Selain itu, kalaupun memang AB harus membandingkan, lakukanlah perbandingan yang setara di semua sektor pembangunan fisik dan sosial dari aspek kuantitatif dan kualitatif dengan seperangkat instrumen yang sudah diuji validitas, reliabilitas dan keabsahan datanya. Jangan sekali-kali melakukan perbandingan seperti pembicaraan di warung kopi. Sebab, AB sudah termasuk seorang yang menjadi Baloncapres, bukan seseorang yang sedang “berkombur” di sebuah lapo tuak.
Balonpres AB yang memuji kinerja Presiden SBY yang saat ini menjadi ketua umum (Ketum) partai yang boleh jadi kelak mendukungnya menjadi Balonpres, disadari atau tidak olehnya, Balonpres AB sama saja memosisikan dirinya sebagai subordinat dari Presiden SBY dan sekaligus berpotensi dimaknai bahwa AB sebagai boneka dari partai yang akan mengusungnya.
Jelas, sosok Balonpres semacam ini ketika kelak menjadi presiden (tentu kalua terpilih), ia sangat-sangat lemah dan cenderung kurang berdaya. Bisa jadi memang seolah-olah diciptakan “berdaya” dengan mengemukakan pesan komunikasi ke ruang publik dengan mengatakan “petunjuk dan atau arahan bapak presiden”. Padahal, semua tindaktanduknya produk kendali dari luar istana. Ia cenderung menempatkan dirinya sebagai wayang yang diarahkan melalui “remote control” oleh dalang di panggung belakang politik.
Ketika menjadi presiden berkantor di istana, terbuka kesempatan besar tiga pemegang “remote control” di tiga lokasi yang berbeda, bisa jadi dari kawasan proklamasi, gondangdia, dan pasar minggu yang memegang kendali mengarahkan presiden berfikir, berencana, membuat kebijakan, bertindak dan sebagainya. Ia menjadi benar-benar disetir dari tiga lokasi tersebut. Yang membuat dirinya lebih pusing lagi ketika keinginan tiga pemegang “remote control” mengarahkan ke “mata angin” politik yang berbeda. Kesejahteraan rakyat bukan lagi agenda utama, tetapi hanya sebagai akibat ikutan.
Untuk itu siapapun Balonpres, termasuk AB mutlak memiliki dan harus mengemukakan pemikiran dan gagasan besar mewujudkan kesejahteraan rakyat di semua bidang menjadikan negeri ini Indonesia Raya, bukan mewacanakan hal-hal yang remeh-temeh.

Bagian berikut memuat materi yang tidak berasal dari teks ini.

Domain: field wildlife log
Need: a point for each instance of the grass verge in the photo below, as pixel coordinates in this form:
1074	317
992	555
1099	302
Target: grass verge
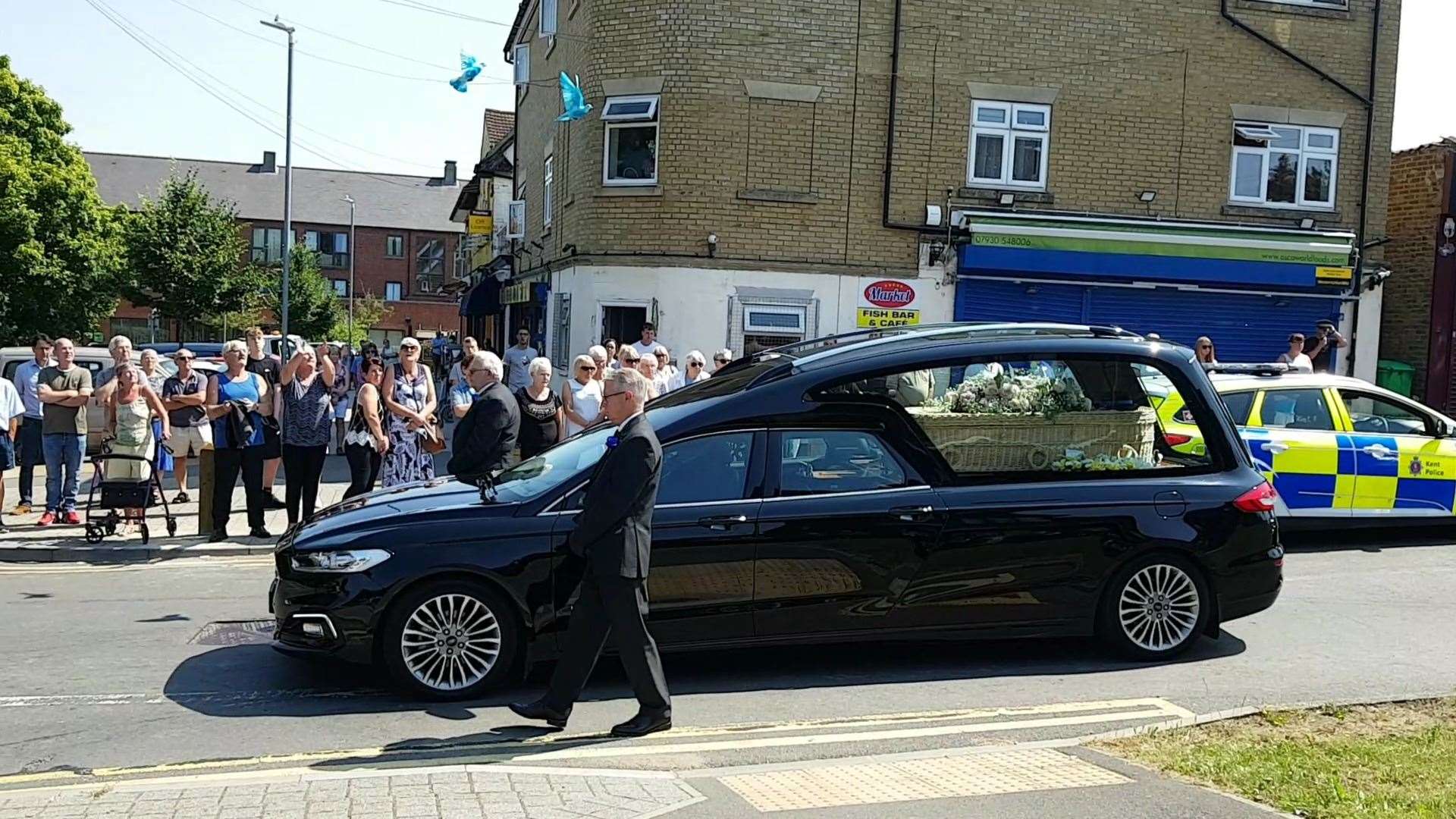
1394	761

Setidaknya ada lima pemikiran dan gagasan besar yang saya sodorkan kepada para Balonpres, terutama kepada AB yang dapat dilakukan secara simulta untuk kesejahteraan rakyat. Pertama, menawarkan pembangunan, setidaknya berbasis pada teknologi industri 4.0, kalau memungkinkan dengan teknologi industri 6.0. Kedua, membuat kebijakan dan program konkrit menyambut bonus demografi yang akan terjadi di Indonesia. Ketiga, menawarkan clean economy dengan menggunakan energy baru dan terbarukan. Keempat, menawarkan green economy yaitu industri dengan efisiensi dan produktivitas yang tinggi serta low emission. Kelima, menawarkan blue economy. Indonesia dengan kekayaan laut dan pantai yang luar biasa, sehingga menghasilkan devisa negara yang sangat besar. Lima pemikiran besar ini harus diturunkan pada level program yang terukur dan menyajikan berbagai strategi merealisasikannya.